Abstract

The sediment load brought by rivers to lakes and seas is controlled by the climate, geology, and geography of the drainage basins. In most fine-grained deltas the density relationship between discharged river water and the recipient water body dictates that homopycnal-type inflows occur commonly in lacustrine deltas, and hypopycnal-type (buoyant) inflows in marine deltas. Since sea water has a higher cation content than lake water, the suspended load in marine rivermouths is rapidly flocculated and settled as delta sediments. This flocculation explains why large-scale deltas consisting of fine-grained sediments occur more commonly in marine rivermouths than in lacustrine rivermouths.Lacustrine deltas are less subjected to tidal influences than are marine deltas. Therefore, estuarine morphologies which may occur in marine deltas are unlikely to be found in lacustrine deltas. Water-level changes are mainly controlled by tectonics of the receiving delta basins in lakes, and by eustatic sea-level changes in seas. Recent marine deltas, therefore, have highly uniform bottom ages corresponding to the climax age of the Holocene Jomon transgression or Frandrian transgression. In contrast, recent lacustrine deltas have various bottom ages. Gentle basin slopes may result in shallower water depths at the rivermouths, especially in larger-scale delta bodies.
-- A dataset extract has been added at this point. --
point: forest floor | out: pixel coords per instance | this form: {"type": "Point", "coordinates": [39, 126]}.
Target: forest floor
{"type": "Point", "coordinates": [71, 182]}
With increasing basin slope, wave and tide energies are increassed, resulting in small-scale delta bodies and in the characteristic continuity of sand bodies. Gentle basin slopes occur in epeirogenetic lake basins and on marine continental shelves. The other marine processes have basically the same effect on delta formation as processes in lakes.Morphologies of delta bodies are determined not only by fluvial and marine (or lacustrine) processes, but also by the tectonics and geometry of the receiving delta basins.